Dari sejumlah kandidat yang sempat mencuat, kini tersisa empat figur yang dinilai paling berpeluang memimpin partai di tingkat kota. Hal tersebut diungkapkan Juru Bicara Tim Lima PKB Sulsel, Wawan Mattaliu.
“Ada sampai enam, tapi empat yang leading. Ada Pak Ketua, Pak Sek, Basdir dan Zulhajar,” ujar Wawan.
Sosok “Pak Ketua” merujuk pada petahana Fauzi Andi Wawo, sementara “Pak Sek” adalah Sekretaris DPC PKB Makassar, Andi Makmur Burhanuddin. Keduanya diprediksi bakal menjadi pesaing kuat bersama dua kandidat lainnya dalam perebutan kursi ketua.
Meski dinamika di tingkat daerah semakin mengerucut, penentuan akhir tetap berada di tangan Dewan Pengurus Pusat (DPP) PKB. Wawan menegaskan, keputusan final terkait ketua DPC sepenuhnya menjadi kewenangan DPP.
Sebelum penetapan, para kandidat diwajibkan mengikuti tahapan Uji Kompetensi dan Kemampuan (UKK) sebagai bagian dari proses seleksi.
“UKK 1 ini dilakukan pihak eksternal seperti tes psikologi dan lainnya. UKK 2 oleh DPP. Jadi sepenuhnya penentuan ketua ditetapkan DPP,” jelasnya.
Di sisi lain, kesiapan pelaksanaan Muscab terus dimatangkan oleh panitia.
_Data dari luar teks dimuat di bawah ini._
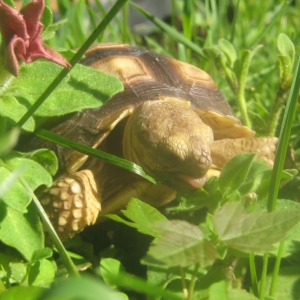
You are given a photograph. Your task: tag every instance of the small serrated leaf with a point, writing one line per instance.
(180, 244)
(142, 216)
(18, 197)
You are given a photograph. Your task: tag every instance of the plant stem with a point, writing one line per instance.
(253, 274)
(262, 287)
(110, 15)
(275, 111)
(276, 270)
(284, 137)
(183, 283)
(5, 79)
(193, 281)
(54, 237)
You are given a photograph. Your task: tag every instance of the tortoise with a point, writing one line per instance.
(171, 119)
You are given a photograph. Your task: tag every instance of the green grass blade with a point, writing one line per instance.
(262, 287)
(276, 270)
(54, 237)
(171, 32)
(110, 15)
(114, 160)
(253, 274)
(284, 138)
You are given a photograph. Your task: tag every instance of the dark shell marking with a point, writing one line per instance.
(146, 76)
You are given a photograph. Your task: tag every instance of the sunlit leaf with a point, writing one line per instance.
(21, 231)
(180, 244)
(253, 232)
(141, 215)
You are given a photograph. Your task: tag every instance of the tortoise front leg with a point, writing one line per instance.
(72, 203)
(224, 150)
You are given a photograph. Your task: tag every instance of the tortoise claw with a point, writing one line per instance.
(72, 203)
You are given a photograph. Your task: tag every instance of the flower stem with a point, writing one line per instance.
(110, 15)
(5, 79)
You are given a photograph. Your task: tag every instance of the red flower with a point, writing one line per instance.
(21, 36)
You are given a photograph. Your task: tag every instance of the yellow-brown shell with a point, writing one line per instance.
(146, 76)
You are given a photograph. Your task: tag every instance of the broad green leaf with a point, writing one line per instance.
(110, 267)
(229, 51)
(12, 109)
(83, 88)
(253, 232)
(21, 231)
(234, 173)
(41, 273)
(286, 47)
(180, 244)
(142, 216)
(18, 197)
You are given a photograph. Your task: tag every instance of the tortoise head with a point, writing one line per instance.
(169, 141)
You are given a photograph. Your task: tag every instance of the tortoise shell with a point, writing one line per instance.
(146, 76)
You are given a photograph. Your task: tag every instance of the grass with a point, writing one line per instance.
(251, 49)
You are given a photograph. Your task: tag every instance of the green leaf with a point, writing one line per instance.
(234, 173)
(22, 292)
(142, 216)
(41, 273)
(8, 140)
(107, 157)
(46, 158)
(41, 254)
(286, 59)
(286, 47)
(170, 31)
(18, 197)
(257, 180)
(180, 244)
(285, 68)
(13, 110)
(83, 88)
(110, 267)
(47, 17)
(49, 32)
(219, 290)
(21, 231)
(252, 232)
(229, 51)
Sekretaris DPC PKB Makassar, Andi Makmur Burhanuddin memastikan seluruh tahapan teknis mulai dipersiapkan.
“Insyaallah 19 April, persiapan sudah mulai dilakukan,” ujarnya.
Sebagai bagian dari agenda konsolidasi partai, Muscab PKB dijadwalkan berlangsung serentak di sejumlah daerah di Sulawesi Selatan pada 8 hingga 20 April 2026. Selain Makassar, sejumlah daerah lain seperti Palopo, Bone, Pinrang, Parepare, dan Bulukumba juga akan menggelar agenda serupa.
Muscab ini diharapkan menjadi momentum penting dalam memperkuat konsolidasi internal partai sekaligus menentukan arah kepemimpinan PKB ke depan di tingkat daerah.